Looking towards the future, what could we do? Maybe implement those missing options, I think an include and exclude could be potentially valuable to ‑‑ I don't think they are that vital because there is not that much other stuff that we are interested in, but it could be good.
One thing that I noticed, I found out that the original rsync has is it, unlike many utilities that when they done they either exit with a zero exit code or with a single error exit code like 1, Tridge, the original rsync has a lot of different exit codes, meaning different things, like I could reach the server, or he was able to talk the server but then it tanked out or something, and gokrazy rsync does not have that, it's just 01, and actually there are some relying party implementations that expose these error codes like Prometheus metrics, you can make Grafana dashboard from it, this is a little piece of functionality that you loose when you replace traditional rsync with gokrazy rsync. Maybe it could be implemented also.
Another possibility was if you are considering using or writing a go based to relying party implementation, which I don't think it exists anymore, Octo RPKI was one, that seems to have gone. Then you could easily integrate that as a library. Based on other relying parts on other languages, it may not be attractive to use a go library, I'm not sure.
The big question is why do we waste time with it? I mentioned I like RRDP, there has been a lot of discussion about why that's not good enough. Before this week he was actually more defensive, or more worried about argument, anyway, my thinking was if we, even if we manage to deprecate rsync use with RPKI, which some people have tried doing, but it's a bit hard to manage this, will have to live with it for a couple of years, since then I actually heard some arguments why it would be good to continue having it, for example, as to use rsync as a fallback protocol in cases where RRDP doesn't work or has problems. So, maybe that's less negative about that.

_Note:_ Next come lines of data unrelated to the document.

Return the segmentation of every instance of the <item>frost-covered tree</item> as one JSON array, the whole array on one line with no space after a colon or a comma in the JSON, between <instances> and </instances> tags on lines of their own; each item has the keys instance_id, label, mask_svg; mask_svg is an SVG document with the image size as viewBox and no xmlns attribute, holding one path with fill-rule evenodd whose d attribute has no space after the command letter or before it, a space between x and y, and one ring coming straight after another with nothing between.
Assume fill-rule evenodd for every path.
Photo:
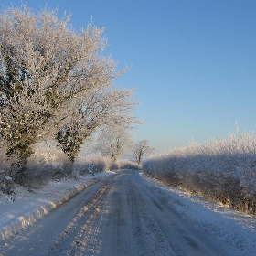
<instances>
[{"instance_id":1,"label":"frost-covered tree","mask_svg":"<svg viewBox=\"0 0 256 256\"><path fill-rule=\"evenodd\" d=\"M64 125L70 103L120 75L101 54L103 30L90 24L77 33L69 16L26 5L0 15L0 135L21 176L31 145Z\"/></svg>"},{"instance_id":2,"label":"frost-covered tree","mask_svg":"<svg viewBox=\"0 0 256 256\"><path fill-rule=\"evenodd\" d=\"M143 155L151 153L153 150L154 148L149 146L149 142L147 140L143 140L133 145L132 153L138 165L140 165Z\"/></svg>"},{"instance_id":3,"label":"frost-covered tree","mask_svg":"<svg viewBox=\"0 0 256 256\"><path fill-rule=\"evenodd\" d=\"M131 134L127 129L123 126L107 126L99 135L96 148L103 156L116 161L131 145Z\"/></svg>"},{"instance_id":4,"label":"frost-covered tree","mask_svg":"<svg viewBox=\"0 0 256 256\"><path fill-rule=\"evenodd\" d=\"M76 112L70 116L69 123L59 129L56 136L60 147L71 161L74 161L78 155L80 144L98 128L112 125L131 128L139 123L133 116L136 105L136 101L132 98L133 93L133 90L119 88L96 90L91 91L80 101L77 101ZM115 130L121 132L120 129ZM125 133L122 132L123 133ZM103 134L105 133L102 133Z\"/></svg>"}]
</instances>

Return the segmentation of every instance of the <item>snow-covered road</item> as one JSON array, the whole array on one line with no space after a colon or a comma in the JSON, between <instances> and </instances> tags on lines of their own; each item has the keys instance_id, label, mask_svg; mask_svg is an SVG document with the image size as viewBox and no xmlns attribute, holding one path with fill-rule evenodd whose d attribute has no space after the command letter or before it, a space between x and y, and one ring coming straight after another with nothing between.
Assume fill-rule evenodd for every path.
<instances>
[{"instance_id":1,"label":"snow-covered road","mask_svg":"<svg viewBox=\"0 0 256 256\"><path fill-rule=\"evenodd\" d=\"M227 212L122 171L7 240L0 255L256 255L255 219Z\"/></svg>"}]
</instances>

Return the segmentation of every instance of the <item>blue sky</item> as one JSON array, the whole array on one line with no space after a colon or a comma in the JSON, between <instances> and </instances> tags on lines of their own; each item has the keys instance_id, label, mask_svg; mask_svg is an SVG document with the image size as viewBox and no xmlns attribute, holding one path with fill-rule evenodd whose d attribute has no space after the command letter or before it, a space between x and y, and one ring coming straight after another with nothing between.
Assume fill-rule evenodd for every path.
<instances>
[{"instance_id":1,"label":"blue sky","mask_svg":"<svg viewBox=\"0 0 256 256\"><path fill-rule=\"evenodd\" d=\"M155 152L205 142L236 131L256 131L256 1L27 0L29 7L58 6L75 28L93 20L105 27L116 80L136 88L144 121L133 140ZM4 6L21 1L0 0Z\"/></svg>"}]
</instances>

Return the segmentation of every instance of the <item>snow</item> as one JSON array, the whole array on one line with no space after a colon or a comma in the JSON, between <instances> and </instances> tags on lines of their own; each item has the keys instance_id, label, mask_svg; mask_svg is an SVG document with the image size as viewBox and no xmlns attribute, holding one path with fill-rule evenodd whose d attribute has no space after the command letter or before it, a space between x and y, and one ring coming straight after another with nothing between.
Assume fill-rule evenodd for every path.
<instances>
[{"instance_id":1,"label":"snow","mask_svg":"<svg viewBox=\"0 0 256 256\"><path fill-rule=\"evenodd\" d=\"M28 192L16 188L16 197L0 197L0 242L20 229L33 224L69 200L75 194L97 180L112 174L104 172L87 176L78 180L59 180L48 183L40 189ZM141 181L156 194L165 195L170 206L182 218L193 221L210 238L224 244L229 255L256 255L256 219L236 212L218 203L208 202L203 197L187 193L178 187L169 187L159 181L140 174ZM6 200L9 199L9 200Z\"/></svg>"},{"instance_id":2,"label":"snow","mask_svg":"<svg viewBox=\"0 0 256 256\"><path fill-rule=\"evenodd\" d=\"M223 205L170 187L141 173L142 181L155 193L165 194L175 210L193 221L213 240L227 247L232 256L256 255L256 218Z\"/></svg>"},{"instance_id":3,"label":"snow","mask_svg":"<svg viewBox=\"0 0 256 256\"><path fill-rule=\"evenodd\" d=\"M77 180L51 181L40 189L29 191L17 187L15 196L0 195L0 243L110 174L112 172L103 172Z\"/></svg>"}]
</instances>

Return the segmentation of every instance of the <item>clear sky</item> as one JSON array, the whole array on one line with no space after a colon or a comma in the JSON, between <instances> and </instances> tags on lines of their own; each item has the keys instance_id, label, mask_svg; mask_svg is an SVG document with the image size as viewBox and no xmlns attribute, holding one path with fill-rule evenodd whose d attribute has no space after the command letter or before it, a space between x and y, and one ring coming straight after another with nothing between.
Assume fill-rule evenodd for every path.
<instances>
[{"instance_id":1,"label":"clear sky","mask_svg":"<svg viewBox=\"0 0 256 256\"><path fill-rule=\"evenodd\" d=\"M20 0L0 0L4 7ZM107 52L128 73L116 80L136 88L144 121L133 140L155 152L256 131L255 0L27 0L58 6L75 28L105 27ZM3 7L2 7L3 8Z\"/></svg>"}]
</instances>

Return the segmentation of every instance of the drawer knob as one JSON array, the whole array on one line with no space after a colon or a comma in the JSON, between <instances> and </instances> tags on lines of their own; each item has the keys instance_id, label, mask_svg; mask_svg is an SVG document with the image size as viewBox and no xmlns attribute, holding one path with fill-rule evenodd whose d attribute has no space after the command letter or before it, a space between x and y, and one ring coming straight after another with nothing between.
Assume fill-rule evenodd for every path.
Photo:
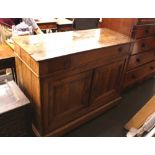
<instances>
[{"instance_id":1,"label":"drawer knob","mask_svg":"<svg viewBox=\"0 0 155 155\"><path fill-rule=\"evenodd\" d=\"M146 44L145 43L142 43L142 45L141 45L143 48L145 48L146 47Z\"/></svg>"},{"instance_id":2,"label":"drawer knob","mask_svg":"<svg viewBox=\"0 0 155 155\"><path fill-rule=\"evenodd\" d=\"M122 52L122 51L123 51L123 48L122 48L122 47L119 47L119 48L118 48L118 51L119 51L119 52Z\"/></svg>"},{"instance_id":3,"label":"drawer knob","mask_svg":"<svg viewBox=\"0 0 155 155\"><path fill-rule=\"evenodd\" d=\"M146 30L145 30L145 33L149 33L149 30L148 30L148 29L146 29Z\"/></svg>"},{"instance_id":4,"label":"drawer knob","mask_svg":"<svg viewBox=\"0 0 155 155\"><path fill-rule=\"evenodd\" d=\"M151 69L151 70L153 70L153 69L154 69L154 67L153 67L153 66L150 66L150 69Z\"/></svg>"},{"instance_id":5,"label":"drawer knob","mask_svg":"<svg viewBox=\"0 0 155 155\"><path fill-rule=\"evenodd\" d=\"M136 76L135 76L134 74L132 74L131 78L132 78L132 79L135 79L135 78L136 78Z\"/></svg>"},{"instance_id":6,"label":"drawer knob","mask_svg":"<svg viewBox=\"0 0 155 155\"><path fill-rule=\"evenodd\" d=\"M139 63L139 62L140 62L140 59L139 59L139 58L137 58L137 59L136 59L136 61Z\"/></svg>"}]
</instances>

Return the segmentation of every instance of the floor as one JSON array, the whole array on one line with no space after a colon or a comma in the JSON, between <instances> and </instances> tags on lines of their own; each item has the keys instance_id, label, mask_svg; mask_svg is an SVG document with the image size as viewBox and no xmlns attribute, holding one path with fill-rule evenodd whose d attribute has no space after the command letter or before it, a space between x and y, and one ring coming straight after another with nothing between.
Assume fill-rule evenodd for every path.
<instances>
[{"instance_id":1,"label":"floor","mask_svg":"<svg viewBox=\"0 0 155 155\"><path fill-rule=\"evenodd\" d=\"M155 78L127 90L120 104L65 137L124 137L124 124L155 94Z\"/></svg>"},{"instance_id":2,"label":"floor","mask_svg":"<svg viewBox=\"0 0 155 155\"><path fill-rule=\"evenodd\" d=\"M1 76L2 78L2 76ZM12 78L8 78L10 80ZM155 78L127 90L121 102L65 134L64 137L123 137L126 136L124 124L155 94ZM33 136L30 134L29 136Z\"/></svg>"}]
</instances>

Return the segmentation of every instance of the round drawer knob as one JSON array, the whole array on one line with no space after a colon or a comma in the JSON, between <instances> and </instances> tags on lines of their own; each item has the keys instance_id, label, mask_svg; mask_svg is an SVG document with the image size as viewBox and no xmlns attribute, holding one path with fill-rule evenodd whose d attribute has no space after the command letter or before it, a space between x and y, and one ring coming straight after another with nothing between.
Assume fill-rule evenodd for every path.
<instances>
[{"instance_id":1,"label":"round drawer knob","mask_svg":"<svg viewBox=\"0 0 155 155\"><path fill-rule=\"evenodd\" d=\"M145 43L142 43L142 45L141 45L143 48L145 48L146 47L146 44Z\"/></svg>"},{"instance_id":2,"label":"round drawer knob","mask_svg":"<svg viewBox=\"0 0 155 155\"><path fill-rule=\"evenodd\" d=\"M149 30L148 30L148 29L146 29L146 30L145 30L145 33L149 33Z\"/></svg>"},{"instance_id":3,"label":"round drawer knob","mask_svg":"<svg viewBox=\"0 0 155 155\"><path fill-rule=\"evenodd\" d=\"M131 78L132 78L132 79L135 79L135 78L136 78L136 76L135 76L134 74L132 74L132 75L131 75Z\"/></svg>"},{"instance_id":4,"label":"round drawer knob","mask_svg":"<svg viewBox=\"0 0 155 155\"><path fill-rule=\"evenodd\" d=\"M119 51L119 52L122 52L122 51L123 51L123 47L119 47L119 48L118 48L118 51Z\"/></svg>"},{"instance_id":5,"label":"round drawer knob","mask_svg":"<svg viewBox=\"0 0 155 155\"><path fill-rule=\"evenodd\" d=\"M154 69L154 67L153 67L153 66L150 66L150 69L151 69L151 70L153 70L153 69Z\"/></svg>"},{"instance_id":6,"label":"round drawer knob","mask_svg":"<svg viewBox=\"0 0 155 155\"><path fill-rule=\"evenodd\" d=\"M140 62L140 59L139 59L139 58L137 58L137 59L136 59L136 61L139 63L139 62Z\"/></svg>"}]
</instances>

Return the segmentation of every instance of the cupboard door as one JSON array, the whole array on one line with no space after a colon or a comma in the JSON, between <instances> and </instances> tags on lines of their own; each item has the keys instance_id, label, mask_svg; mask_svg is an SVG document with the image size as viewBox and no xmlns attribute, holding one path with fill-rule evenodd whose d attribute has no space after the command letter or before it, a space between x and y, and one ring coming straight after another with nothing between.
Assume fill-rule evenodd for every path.
<instances>
[{"instance_id":1,"label":"cupboard door","mask_svg":"<svg viewBox=\"0 0 155 155\"><path fill-rule=\"evenodd\" d=\"M58 128L85 113L89 104L92 71L75 74L62 79L46 81L45 93L48 118L47 129ZM47 91L48 89L48 91Z\"/></svg>"},{"instance_id":2,"label":"cupboard door","mask_svg":"<svg viewBox=\"0 0 155 155\"><path fill-rule=\"evenodd\" d=\"M120 96L124 62L119 61L95 69L91 91L92 105L103 105Z\"/></svg>"}]
</instances>

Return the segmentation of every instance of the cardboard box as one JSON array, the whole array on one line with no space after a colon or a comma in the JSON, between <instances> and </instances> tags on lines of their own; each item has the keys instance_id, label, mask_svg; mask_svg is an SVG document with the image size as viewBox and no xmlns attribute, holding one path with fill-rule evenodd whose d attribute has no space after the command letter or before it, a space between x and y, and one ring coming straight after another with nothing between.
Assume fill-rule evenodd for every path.
<instances>
[{"instance_id":1,"label":"cardboard box","mask_svg":"<svg viewBox=\"0 0 155 155\"><path fill-rule=\"evenodd\" d=\"M155 112L155 96L153 96L126 124L125 129L140 128L146 119Z\"/></svg>"}]
</instances>

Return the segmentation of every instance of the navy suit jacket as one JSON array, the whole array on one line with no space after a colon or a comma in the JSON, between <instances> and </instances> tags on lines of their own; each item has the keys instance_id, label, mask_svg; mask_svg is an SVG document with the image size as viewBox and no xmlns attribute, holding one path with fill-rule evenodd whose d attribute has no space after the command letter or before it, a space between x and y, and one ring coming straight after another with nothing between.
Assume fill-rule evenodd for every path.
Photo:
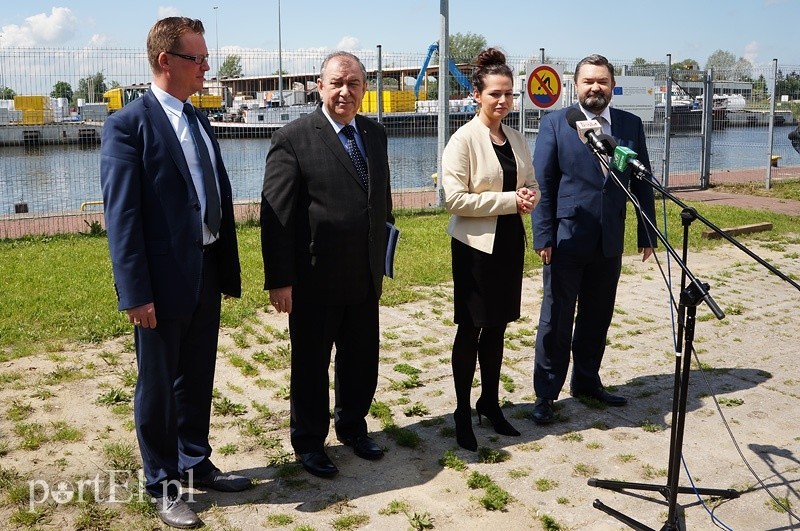
<instances>
[{"instance_id":1,"label":"navy suit jacket","mask_svg":"<svg viewBox=\"0 0 800 531\"><path fill-rule=\"evenodd\" d=\"M231 183L207 118L198 120L214 145L221 192L220 291L239 297ZM103 125L100 183L118 308L152 302L157 318L190 316L202 279L203 220L180 142L151 91Z\"/></svg>"},{"instance_id":2,"label":"navy suit jacket","mask_svg":"<svg viewBox=\"0 0 800 531\"><path fill-rule=\"evenodd\" d=\"M575 105L577 107L577 104ZM610 177L604 176L591 148L581 142L567 122L567 109L546 114L539 126L533 166L541 200L533 211L533 246L588 255L602 244L606 257L622 255L627 196ZM619 109L611 111L611 136L631 148L650 168L644 127L638 116ZM653 188L631 178L631 168L615 172L655 219ZM638 246L655 247L652 229L638 221ZM650 238L648 239L648 233Z\"/></svg>"},{"instance_id":3,"label":"navy suit jacket","mask_svg":"<svg viewBox=\"0 0 800 531\"><path fill-rule=\"evenodd\" d=\"M321 108L272 135L261 201L265 289L354 304L372 284L380 297L386 222L394 222L386 131L364 116L356 127L369 191Z\"/></svg>"}]
</instances>

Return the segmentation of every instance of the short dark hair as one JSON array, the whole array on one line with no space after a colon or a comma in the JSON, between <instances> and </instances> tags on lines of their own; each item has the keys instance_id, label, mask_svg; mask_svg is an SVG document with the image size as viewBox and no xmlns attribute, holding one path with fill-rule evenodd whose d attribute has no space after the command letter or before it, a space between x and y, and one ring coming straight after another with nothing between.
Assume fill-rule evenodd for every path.
<instances>
[{"instance_id":1,"label":"short dark hair","mask_svg":"<svg viewBox=\"0 0 800 531\"><path fill-rule=\"evenodd\" d=\"M162 52L175 51L178 41L187 33L205 33L203 23L196 18L167 17L153 24L147 34L147 60L150 69L156 73L161 71L158 56Z\"/></svg>"},{"instance_id":2,"label":"short dark hair","mask_svg":"<svg viewBox=\"0 0 800 531\"><path fill-rule=\"evenodd\" d=\"M499 48L487 48L475 58L475 69L472 71L472 86L483 92L486 76L506 76L513 80L511 67L506 64L506 55Z\"/></svg>"},{"instance_id":3,"label":"short dark hair","mask_svg":"<svg viewBox=\"0 0 800 531\"><path fill-rule=\"evenodd\" d=\"M578 61L578 66L575 67L575 75L572 78L576 83L578 82L578 72L581 71L583 65L605 66L608 68L608 73L611 75L611 81L614 81L614 66L602 55L593 53Z\"/></svg>"}]
</instances>

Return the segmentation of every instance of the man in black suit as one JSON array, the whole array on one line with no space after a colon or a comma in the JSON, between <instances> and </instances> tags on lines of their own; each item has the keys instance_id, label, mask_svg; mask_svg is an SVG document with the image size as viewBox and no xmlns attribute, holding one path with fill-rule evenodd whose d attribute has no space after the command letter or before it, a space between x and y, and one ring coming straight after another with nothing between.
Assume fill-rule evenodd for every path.
<instances>
[{"instance_id":1,"label":"man in black suit","mask_svg":"<svg viewBox=\"0 0 800 531\"><path fill-rule=\"evenodd\" d=\"M239 491L208 440L221 294L241 295L231 183L189 96L209 70L203 23L159 20L147 36L153 83L103 126L100 183L118 309L134 325L134 419L145 488L173 527L202 522L180 482Z\"/></svg>"},{"instance_id":2,"label":"man in black suit","mask_svg":"<svg viewBox=\"0 0 800 531\"><path fill-rule=\"evenodd\" d=\"M317 80L321 107L275 132L264 172L264 287L289 314L291 442L320 477L338 472L324 450L334 345L336 435L359 457L383 456L366 416L378 382L386 223L394 218L386 132L357 114L366 85L356 56L330 54Z\"/></svg>"}]
</instances>

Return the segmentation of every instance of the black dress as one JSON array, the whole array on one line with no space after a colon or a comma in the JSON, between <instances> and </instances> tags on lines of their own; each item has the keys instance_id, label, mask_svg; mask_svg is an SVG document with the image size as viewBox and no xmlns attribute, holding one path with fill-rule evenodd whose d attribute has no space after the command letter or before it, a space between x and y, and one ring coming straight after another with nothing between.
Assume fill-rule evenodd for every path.
<instances>
[{"instance_id":1,"label":"black dress","mask_svg":"<svg viewBox=\"0 0 800 531\"><path fill-rule=\"evenodd\" d=\"M517 187L517 163L506 140L494 151L503 169L503 191ZM479 328L502 326L519 319L522 299L522 267L525 260L525 228L519 214L498 216L492 254L455 238L453 297L455 322Z\"/></svg>"}]
</instances>

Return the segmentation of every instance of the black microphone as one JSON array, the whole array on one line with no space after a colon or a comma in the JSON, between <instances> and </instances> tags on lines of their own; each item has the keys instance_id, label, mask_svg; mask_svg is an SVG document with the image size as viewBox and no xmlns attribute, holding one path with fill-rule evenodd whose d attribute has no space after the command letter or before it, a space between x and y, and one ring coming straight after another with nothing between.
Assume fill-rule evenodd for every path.
<instances>
[{"instance_id":1,"label":"black microphone","mask_svg":"<svg viewBox=\"0 0 800 531\"><path fill-rule=\"evenodd\" d=\"M597 153L609 156L614 154L617 144L613 138L603 134L603 126L597 120L587 120L577 107L570 107L567 111L567 123L578 131L578 138L581 139L581 142L591 144L592 149ZM608 140L614 142L613 145L610 145Z\"/></svg>"}]
</instances>

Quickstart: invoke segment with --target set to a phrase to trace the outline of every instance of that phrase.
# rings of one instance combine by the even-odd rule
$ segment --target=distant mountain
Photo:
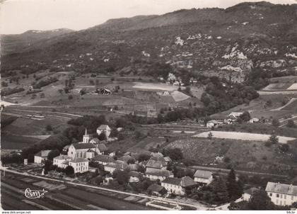
[[[60,28],[52,30],[28,30],[21,34],[8,34],[1,35],[1,55],[21,52],[27,47],[34,46],[35,43],[50,39],[74,30]]]
[[[4,52],[1,68],[30,72],[35,62],[53,71],[106,72],[112,67],[108,71],[149,75],[148,68],[162,62],[243,81],[255,68],[296,72],[296,44],[297,4],[242,3],[109,20],[37,40],[17,53]]]

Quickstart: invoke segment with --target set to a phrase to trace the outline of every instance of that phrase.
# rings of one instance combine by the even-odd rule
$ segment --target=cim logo
[[[47,193],[44,188],[42,190],[31,190],[30,188],[27,188],[25,190],[25,196],[27,198],[43,198],[45,193]]]

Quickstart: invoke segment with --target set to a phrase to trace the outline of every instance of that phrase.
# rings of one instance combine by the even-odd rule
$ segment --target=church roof
[[[92,149],[95,148],[96,146],[93,143],[73,143],[72,145],[76,150],[86,150],[86,149]]]
[[[99,130],[111,130],[110,128],[108,126],[108,125],[100,125],[100,126],[99,126],[97,129]]]

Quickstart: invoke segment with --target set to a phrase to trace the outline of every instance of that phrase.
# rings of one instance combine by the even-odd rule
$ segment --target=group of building
[[[213,119],[206,122],[207,128],[217,128],[223,124],[233,124],[238,121],[238,118],[243,114],[243,112],[231,112],[225,119]],[[252,117],[248,123],[259,123],[260,120],[257,117]]]

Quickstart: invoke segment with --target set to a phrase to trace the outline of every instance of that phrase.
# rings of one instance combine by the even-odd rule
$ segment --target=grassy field
[[[274,173],[287,173],[289,166],[296,164],[292,154],[296,145],[290,144],[290,151],[279,152],[279,145],[267,147],[264,142],[229,139],[201,139],[188,137],[178,140],[166,146],[180,148],[185,159],[195,161],[204,166],[216,164],[226,167],[233,165],[236,169],[259,170]],[[216,162],[216,157],[228,157],[230,162]]]
[[[40,139],[34,137],[1,134],[1,148],[2,150],[21,150],[39,141],[40,141]]]
[[[221,139],[233,139],[238,140],[250,140],[250,141],[264,141],[266,142],[269,139],[271,135],[265,134],[255,134],[247,133],[240,132],[222,132],[222,131],[211,131],[213,137]],[[204,132],[194,135],[197,137],[208,137],[209,132]],[[296,138],[278,136],[279,143],[287,143],[288,141],[293,140]],[[240,142],[238,143],[240,143]]]

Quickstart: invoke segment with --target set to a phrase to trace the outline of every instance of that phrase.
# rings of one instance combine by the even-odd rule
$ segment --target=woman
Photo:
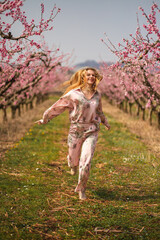
[[[70,130],[68,135],[68,165],[75,175],[79,166],[79,179],[75,192],[81,200],[86,199],[85,191],[91,159],[94,154],[99,125],[102,122],[109,130],[110,125],[102,112],[101,95],[96,90],[102,76],[94,68],[78,70],[71,79],[64,95],[43,114],[38,124],[46,124],[64,110],[69,110]]]

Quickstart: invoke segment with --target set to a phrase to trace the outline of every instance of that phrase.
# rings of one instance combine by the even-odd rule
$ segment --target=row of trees
[[[12,117],[21,106],[37,103],[66,78],[68,55],[59,54],[59,49],[49,49],[43,33],[52,31],[54,19],[60,9],[53,6],[44,19],[44,4],[41,4],[40,20],[27,20],[23,1],[0,2],[0,109],[7,120],[7,108]],[[18,24],[18,25],[17,25]],[[18,26],[19,35],[15,36]]]
[[[160,129],[160,31],[158,20],[160,9],[156,3],[151,6],[150,14],[139,8],[146,23],[141,27],[137,17],[135,35],[123,39],[118,47],[105,36],[103,43],[117,57],[116,64],[108,67],[104,63],[101,71],[104,75],[101,91],[111,102],[116,102],[122,109],[137,105],[137,115],[140,110],[145,120],[146,109],[150,109],[150,124],[152,114],[156,113]]]

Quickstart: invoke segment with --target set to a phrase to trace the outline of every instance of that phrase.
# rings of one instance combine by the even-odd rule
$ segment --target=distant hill
[[[75,69],[83,68],[83,67],[93,67],[99,68],[102,62],[96,62],[95,60],[86,60],[85,62],[81,62],[76,64],[74,67]],[[113,62],[106,62],[107,65],[113,64]]]

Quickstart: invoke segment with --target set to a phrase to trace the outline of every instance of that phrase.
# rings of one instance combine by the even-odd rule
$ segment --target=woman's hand
[[[43,119],[40,119],[40,120],[36,121],[35,123],[37,123],[38,125],[44,124]]]

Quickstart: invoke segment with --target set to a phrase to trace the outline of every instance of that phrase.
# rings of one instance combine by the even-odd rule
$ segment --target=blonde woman
[[[68,165],[71,174],[75,175],[79,166],[78,185],[81,200],[86,199],[85,191],[91,160],[94,154],[100,123],[110,129],[107,118],[103,114],[101,95],[97,91],[102,76],[94,68],[78,70],[66,82],[70,86],[64,95],[43,114],[38,124],[46,124],[64,110],[69,110],[70,130],[68,135]]]

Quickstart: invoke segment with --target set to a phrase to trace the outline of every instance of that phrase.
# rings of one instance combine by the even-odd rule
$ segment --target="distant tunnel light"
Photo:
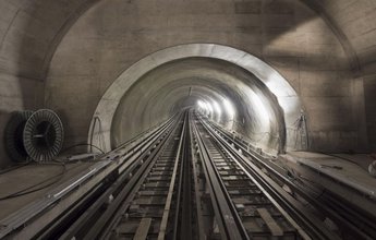
[[[223,98],[223,106],[229,118],[233,119],[233,117],[235,116],[235,109],[233,108],[232,104],[227,98]]]
[[[255,106],[255,110],[259,119],[266,124],[269,122],[269,112],[263,103],[263,100],[259,98],[259,96],[254,93],[253,91],[248,94],[251,101]]]
[[[213,113],[213,107],[209,103],[206,103],[205,100],[197,100],[198,110],[206,116],[209,116]]]
[[[222,109],[220,109],[219,104],[217,101],[213,100],[213,106],[214,106],[214,109],[215,109],[216,113],[218,116],[220,116],[222,113]]]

And the general moral thing here is yeah, this is clearly the old thing but we as a community, I think we have done quite good at keeping the old stuff, maybe IPv4 is a bad example ‑‑ running despite new sexier things coming up and this might not be where the money is or don't work on these kinds of things if you want to be the next whatever, or make a career. But it's part of the gardening, the chores that we have to do to keep this thing running, right. And of course the actual reason was that I was interested in go and I thought yeah, maybe this would be a good opportunity for me to get some, my feet wet a little bit and do some coding and go and when I run into issues, I can always ask this pro to fix it, but of course as things go Michael did all the coding work and I still wait for an opportunity to learn some GoLang. That's it. I hope you find some of this relevant and have some questions. Thanks a lot.
(Applause)
AUDIENCE SPEAKER: Tim, RIPE NCC. I have ‑‑ thank you for doing this research. I think it's good to have diversity in rsync clients. I was one the people who at some point tried to really replicate rsync, but the message back from the IETF is that referred RRDP is okay but we want a fall back protocol. On that, well we actually need to run an rsync server, and diversity in server implementations would also be very helpful. Do you know if there is an effort to make this into a server?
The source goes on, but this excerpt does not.